Optimized distribution of packet for inference only
dantetemplar opened this issue · 3 comments
dantetemplar commented
I think it would be great to be able to quickly and easily add kraken to a project. But this is hampered by the installation of large dependency packages: torch, cuda stuff and others. Perhaps using ONNX would help a lot.
mittagessen commented
ONNX doesn't play well with variable shape tensors as are needed for our
text recognition models. Nor do any of the other graph
compilation/capture approaches for pytorch (torchscript, coreml, ...) so
there isn't currently a technically feasible way to run lightweight
deployments.
dantetemplar commented
ONNX doesn't play well with variable shape tensors as are needed for our text recognition models. Nor do any of the other graph compilation/capture approaches for pytorch (torchscript, coreml, ...) so there isn't currently a technically feasible way to run lightweight deployments.

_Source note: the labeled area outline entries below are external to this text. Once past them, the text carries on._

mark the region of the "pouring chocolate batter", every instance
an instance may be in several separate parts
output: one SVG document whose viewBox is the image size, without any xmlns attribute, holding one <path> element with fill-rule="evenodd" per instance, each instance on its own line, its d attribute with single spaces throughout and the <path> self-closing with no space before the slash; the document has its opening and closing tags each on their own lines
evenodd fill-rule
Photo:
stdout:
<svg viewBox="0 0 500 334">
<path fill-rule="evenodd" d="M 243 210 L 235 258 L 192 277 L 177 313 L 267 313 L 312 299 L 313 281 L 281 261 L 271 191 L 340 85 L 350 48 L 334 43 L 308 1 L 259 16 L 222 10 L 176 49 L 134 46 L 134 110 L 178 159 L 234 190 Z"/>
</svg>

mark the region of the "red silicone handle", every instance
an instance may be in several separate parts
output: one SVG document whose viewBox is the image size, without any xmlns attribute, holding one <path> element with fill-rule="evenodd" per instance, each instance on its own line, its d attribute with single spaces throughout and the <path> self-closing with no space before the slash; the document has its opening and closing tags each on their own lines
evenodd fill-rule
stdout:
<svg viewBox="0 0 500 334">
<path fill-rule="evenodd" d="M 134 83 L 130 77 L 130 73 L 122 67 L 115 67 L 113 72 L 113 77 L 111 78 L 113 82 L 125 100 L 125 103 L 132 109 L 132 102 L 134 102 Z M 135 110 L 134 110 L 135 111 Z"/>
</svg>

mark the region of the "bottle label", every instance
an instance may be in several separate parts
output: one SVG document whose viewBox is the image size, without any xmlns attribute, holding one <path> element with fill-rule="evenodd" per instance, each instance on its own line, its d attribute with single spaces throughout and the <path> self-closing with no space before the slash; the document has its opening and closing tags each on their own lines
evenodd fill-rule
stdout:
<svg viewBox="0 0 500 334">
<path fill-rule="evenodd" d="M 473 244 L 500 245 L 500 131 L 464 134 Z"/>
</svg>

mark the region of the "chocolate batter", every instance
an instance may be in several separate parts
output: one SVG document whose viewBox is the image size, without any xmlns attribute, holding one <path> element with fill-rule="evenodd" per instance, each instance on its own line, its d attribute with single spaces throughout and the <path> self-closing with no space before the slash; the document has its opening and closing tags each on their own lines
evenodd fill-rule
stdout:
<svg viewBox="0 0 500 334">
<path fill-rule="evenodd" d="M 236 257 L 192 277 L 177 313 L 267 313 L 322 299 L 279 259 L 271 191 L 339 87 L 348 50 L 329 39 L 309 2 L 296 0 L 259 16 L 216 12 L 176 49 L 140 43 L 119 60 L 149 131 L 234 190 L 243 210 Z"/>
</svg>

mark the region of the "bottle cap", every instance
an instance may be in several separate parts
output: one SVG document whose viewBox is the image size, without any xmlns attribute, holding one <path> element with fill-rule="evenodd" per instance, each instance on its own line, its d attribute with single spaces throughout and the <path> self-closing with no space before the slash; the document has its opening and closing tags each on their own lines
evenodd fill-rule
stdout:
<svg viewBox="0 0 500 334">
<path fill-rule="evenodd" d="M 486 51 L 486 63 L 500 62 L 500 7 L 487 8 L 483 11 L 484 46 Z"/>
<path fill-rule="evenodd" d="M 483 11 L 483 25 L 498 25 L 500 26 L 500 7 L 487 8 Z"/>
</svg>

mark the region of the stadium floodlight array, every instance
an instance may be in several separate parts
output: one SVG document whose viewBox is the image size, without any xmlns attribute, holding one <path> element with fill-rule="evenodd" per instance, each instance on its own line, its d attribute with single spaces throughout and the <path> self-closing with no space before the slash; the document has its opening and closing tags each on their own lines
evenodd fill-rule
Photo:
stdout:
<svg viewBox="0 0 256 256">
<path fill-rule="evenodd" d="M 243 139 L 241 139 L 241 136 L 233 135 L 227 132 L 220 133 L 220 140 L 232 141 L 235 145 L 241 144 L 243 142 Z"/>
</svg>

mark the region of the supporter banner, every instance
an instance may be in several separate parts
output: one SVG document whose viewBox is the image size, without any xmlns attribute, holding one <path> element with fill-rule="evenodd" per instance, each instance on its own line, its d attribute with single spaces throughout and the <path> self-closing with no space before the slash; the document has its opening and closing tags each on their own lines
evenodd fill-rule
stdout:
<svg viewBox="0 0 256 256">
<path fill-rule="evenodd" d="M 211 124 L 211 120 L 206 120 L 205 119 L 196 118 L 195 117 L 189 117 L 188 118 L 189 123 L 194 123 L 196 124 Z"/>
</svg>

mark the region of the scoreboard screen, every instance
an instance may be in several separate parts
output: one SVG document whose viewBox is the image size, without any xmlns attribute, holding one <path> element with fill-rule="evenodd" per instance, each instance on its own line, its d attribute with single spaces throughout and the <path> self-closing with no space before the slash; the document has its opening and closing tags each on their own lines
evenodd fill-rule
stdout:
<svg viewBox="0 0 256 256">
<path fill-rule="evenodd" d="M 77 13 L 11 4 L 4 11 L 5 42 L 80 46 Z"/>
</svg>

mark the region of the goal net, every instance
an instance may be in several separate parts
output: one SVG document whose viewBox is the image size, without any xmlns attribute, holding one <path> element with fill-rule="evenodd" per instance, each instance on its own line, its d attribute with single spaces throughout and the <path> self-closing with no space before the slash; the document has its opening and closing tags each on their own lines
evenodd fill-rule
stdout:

Thanks for the answer, I understood regarding ONNX. Do you know any alternatives?
mittagessen commented
On 24/06/17 10:18AM, dantetemplar wrote:
Thanks for the answer, I understood regarding ONNX. Do you know any alternatives?
All of those deployment frameworks suffer from it to some extent as far
as I know. In theory you can often construct the models manually with
their primitives, e.g. in CoreML, but this is tedious and often they
behave differently from native pytorch layers or are missing layer types
so it is rarely a simple conversion. Compilers using introspection
usually blow up with variable size tensors.